How 18% speed increase was achieved in KdTree version.
Most of the code changes were made in the inner most FindNearest function. Here's the original code for the function (Changed area is red, noted areas purple)
int __fastcall FindNearest(KDNODE<T, DIM> * pNode, RESULT_NODE<T, DIM> *pList)
{
if(!pNode)
return 0;
int added_res = 0; // track number of nodes are added to the pList
// get the Manhattan distance from pNode to the queried position. If Manhattan distance is <= query range
// the go ahead and do more expensive KDTree distance check.
[color=purple]if( fabs(pNode->pos[0] - m_dQueryPos[0]) <=m_dQueryRange && fabs(pNode->pos[1] - m_dQueryPos[1]) <= m_dQueryRange) {[/color]
// get the KDTree distance from pNode to the queried position
double dist_sq = 0.0;
for(int i = 0; i < DIM; i++) {
dist_sq += SQ(pNode->pos[i] - m_dQueryPos[i]);
}
// Only add nodes that are within the query range
if(dist_sq <= SQ(m_dQueryRange)) {
if(RlistInsert(pList, pNode, dist_sq) < 0) {
// error
return -1;
}
added_res = 1;
}
}
// Get the KDTree direction distance from the queryPosition to pNode,
// which determines which leaf node to traverse down next.
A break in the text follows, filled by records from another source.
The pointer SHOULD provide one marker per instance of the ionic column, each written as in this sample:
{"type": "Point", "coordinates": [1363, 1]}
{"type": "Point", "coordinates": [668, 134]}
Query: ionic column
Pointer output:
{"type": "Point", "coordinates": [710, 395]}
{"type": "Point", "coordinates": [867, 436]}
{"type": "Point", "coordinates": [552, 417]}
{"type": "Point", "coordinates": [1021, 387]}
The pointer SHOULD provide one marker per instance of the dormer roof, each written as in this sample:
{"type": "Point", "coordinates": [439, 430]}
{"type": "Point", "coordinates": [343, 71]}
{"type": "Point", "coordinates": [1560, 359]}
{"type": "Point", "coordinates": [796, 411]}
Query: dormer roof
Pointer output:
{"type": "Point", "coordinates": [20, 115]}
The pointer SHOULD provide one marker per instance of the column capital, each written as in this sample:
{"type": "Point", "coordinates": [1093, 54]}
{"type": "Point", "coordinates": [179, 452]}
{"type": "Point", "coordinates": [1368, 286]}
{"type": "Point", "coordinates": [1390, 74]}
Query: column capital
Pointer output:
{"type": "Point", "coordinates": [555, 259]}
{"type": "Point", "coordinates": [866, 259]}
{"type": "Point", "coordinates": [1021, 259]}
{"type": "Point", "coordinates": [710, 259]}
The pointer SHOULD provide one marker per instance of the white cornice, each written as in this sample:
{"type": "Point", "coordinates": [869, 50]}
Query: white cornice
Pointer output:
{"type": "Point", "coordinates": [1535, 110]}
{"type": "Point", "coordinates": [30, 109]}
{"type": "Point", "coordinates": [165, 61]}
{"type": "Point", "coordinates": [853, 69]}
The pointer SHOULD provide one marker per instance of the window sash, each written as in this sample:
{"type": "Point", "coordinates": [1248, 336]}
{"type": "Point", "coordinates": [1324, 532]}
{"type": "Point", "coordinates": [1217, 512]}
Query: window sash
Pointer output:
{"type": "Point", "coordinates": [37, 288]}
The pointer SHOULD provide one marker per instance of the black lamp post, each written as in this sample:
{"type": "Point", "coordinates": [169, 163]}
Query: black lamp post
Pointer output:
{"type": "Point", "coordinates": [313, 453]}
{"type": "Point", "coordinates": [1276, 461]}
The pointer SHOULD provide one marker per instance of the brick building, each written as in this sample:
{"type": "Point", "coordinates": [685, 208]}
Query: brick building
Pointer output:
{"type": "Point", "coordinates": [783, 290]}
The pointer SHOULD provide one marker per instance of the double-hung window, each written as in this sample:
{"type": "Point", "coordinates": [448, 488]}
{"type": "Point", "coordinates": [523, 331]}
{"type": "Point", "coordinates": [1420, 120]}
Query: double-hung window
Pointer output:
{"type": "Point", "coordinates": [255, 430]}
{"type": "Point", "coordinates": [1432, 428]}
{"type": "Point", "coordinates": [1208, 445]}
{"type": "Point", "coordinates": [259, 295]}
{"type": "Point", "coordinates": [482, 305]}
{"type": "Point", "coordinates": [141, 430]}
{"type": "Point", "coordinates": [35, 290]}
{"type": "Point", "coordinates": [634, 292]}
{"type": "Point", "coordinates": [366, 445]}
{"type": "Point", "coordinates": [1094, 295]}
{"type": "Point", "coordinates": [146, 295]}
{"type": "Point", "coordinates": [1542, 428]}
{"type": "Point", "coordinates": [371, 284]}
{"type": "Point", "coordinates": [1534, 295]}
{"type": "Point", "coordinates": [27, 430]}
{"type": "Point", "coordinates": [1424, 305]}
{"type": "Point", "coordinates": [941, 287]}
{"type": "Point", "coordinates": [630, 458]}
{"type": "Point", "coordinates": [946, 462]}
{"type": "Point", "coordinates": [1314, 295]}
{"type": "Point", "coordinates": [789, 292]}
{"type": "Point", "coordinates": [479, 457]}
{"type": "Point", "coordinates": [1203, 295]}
double dx = m_dQueryPos[pNode->dir] - pNode->pos[pNode->dir];
[color=red]int ret = FindNearest(dx <= 0.0 ? pNode->left : pNode->right, pList);
if(ret >= 0 && fabs(dx) < m_dQueryRange) {[/color]
added_res += ret;
[color=red]ret = FindNearest(dx <= 0.0 ? pNode->right : pNode->left, pList);[/color]
}
if(ret < 0) {
return -1;
}
added_res += ret;
return added_res;
}
The FindNearest function is the most used function in the KdTree algorithm and makes lots of recursive calls, so speeding it up is an obvious choice. In such a tight loop function, simplifying if statements is a good start, we've got 4 candidates. For know lets concentrate on the second one highlighted in red.
[color=red]if(ret >= 0 && fabs(dx) < m_dQueryRange)[/color]
This basically says
if(ret >= 0)
(if(fabs(dx) < m_dQueryRange) {
...
}
Changing the && operator to & makes the statement a boolean check from a single if -
[color=green]if(ret >= 0 & fabs(dx) < m_dQueryRange)[/color]
Run benchmarks to determine overall effect. In this case we got a positive speed boost. Notice the purple highlighted line in the original code. Making to same change to it cause a negative impact on speed. After lots of testing I'm guessing that it is a memory cache miss that caused the slow down, so the line won't be changed.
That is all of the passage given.